Dufay said people living on the edge of city limits sometimes must wait an hour or more for a ride. And too many drivers spend their time waiting for fares at the airport or in front of hotels, he said, bypassing customers who might need a short trip to a bar or restaurant.
"It's pretty impossible right now to just flag down a cab," Dufay said.
The other plank in Wednesday's protest was an anti-kickback rule that has been approved by the city's private-for-hire transportation board but has yet to be placed on a City Council agenda.

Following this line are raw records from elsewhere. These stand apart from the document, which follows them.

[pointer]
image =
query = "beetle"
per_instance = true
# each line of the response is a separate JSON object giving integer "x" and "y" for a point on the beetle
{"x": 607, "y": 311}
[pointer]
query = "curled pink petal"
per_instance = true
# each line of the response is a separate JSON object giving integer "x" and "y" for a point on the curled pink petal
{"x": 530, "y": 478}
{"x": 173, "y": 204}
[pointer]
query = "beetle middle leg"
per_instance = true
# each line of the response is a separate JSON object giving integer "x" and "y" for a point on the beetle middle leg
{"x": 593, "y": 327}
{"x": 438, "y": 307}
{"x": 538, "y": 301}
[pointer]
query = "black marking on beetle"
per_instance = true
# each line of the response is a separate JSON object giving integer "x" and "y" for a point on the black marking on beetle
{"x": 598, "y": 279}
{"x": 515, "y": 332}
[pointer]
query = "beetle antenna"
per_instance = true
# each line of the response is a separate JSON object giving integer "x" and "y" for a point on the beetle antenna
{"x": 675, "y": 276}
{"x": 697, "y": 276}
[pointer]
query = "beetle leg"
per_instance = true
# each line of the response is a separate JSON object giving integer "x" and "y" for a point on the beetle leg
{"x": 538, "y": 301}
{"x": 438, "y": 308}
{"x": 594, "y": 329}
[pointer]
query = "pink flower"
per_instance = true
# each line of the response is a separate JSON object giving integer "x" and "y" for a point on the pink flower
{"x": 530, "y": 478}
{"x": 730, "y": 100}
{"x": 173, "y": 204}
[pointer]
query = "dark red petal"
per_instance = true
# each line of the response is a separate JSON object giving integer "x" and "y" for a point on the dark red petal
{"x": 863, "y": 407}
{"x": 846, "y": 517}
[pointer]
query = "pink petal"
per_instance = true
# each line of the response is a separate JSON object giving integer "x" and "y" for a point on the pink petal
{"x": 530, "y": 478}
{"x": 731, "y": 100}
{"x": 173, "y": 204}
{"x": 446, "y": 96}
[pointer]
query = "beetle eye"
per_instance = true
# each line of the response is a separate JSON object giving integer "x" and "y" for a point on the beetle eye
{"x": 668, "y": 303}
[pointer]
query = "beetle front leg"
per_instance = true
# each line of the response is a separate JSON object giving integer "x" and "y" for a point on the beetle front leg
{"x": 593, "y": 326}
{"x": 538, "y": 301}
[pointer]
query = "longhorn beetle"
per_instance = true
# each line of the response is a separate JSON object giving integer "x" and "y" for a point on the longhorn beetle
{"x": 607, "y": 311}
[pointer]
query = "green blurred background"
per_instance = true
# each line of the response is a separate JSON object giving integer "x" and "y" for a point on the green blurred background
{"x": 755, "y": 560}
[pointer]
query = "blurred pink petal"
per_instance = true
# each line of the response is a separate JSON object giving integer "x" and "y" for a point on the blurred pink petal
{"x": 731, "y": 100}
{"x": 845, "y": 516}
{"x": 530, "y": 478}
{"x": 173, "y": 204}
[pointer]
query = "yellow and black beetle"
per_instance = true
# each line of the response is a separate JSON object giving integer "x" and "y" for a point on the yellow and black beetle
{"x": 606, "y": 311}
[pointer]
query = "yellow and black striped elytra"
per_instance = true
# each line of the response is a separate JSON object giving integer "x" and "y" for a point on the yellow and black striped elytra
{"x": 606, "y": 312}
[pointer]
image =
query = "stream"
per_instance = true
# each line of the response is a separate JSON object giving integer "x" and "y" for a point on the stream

Drivers displayed signs on their cabs such as "End Hotel Corruption" and "Quit Taking Bribes." They say doormen will divert hotel-to-airport fares — a $32 ride from downtown — to other drivers unless they pay up. Doormen at Embassy Suites were singled out, but the cabbies say it happens at other hotels.
Doormen at the Embassy Suites referred questions to hotel general manager Steve Jung. He said the hotel has a written policy forbidding doormen from engaging in such behavior.
"If they were caught taking kickbacks, they would absolutely be dealt with," Jung said.
Dufay said the issue is common throughout the U.S. Though much of the evidence is anecdotal, he said Portland doormen generally want $10.
"The downside for the guests is that the cab drivers will take a longer route to the airport," he said.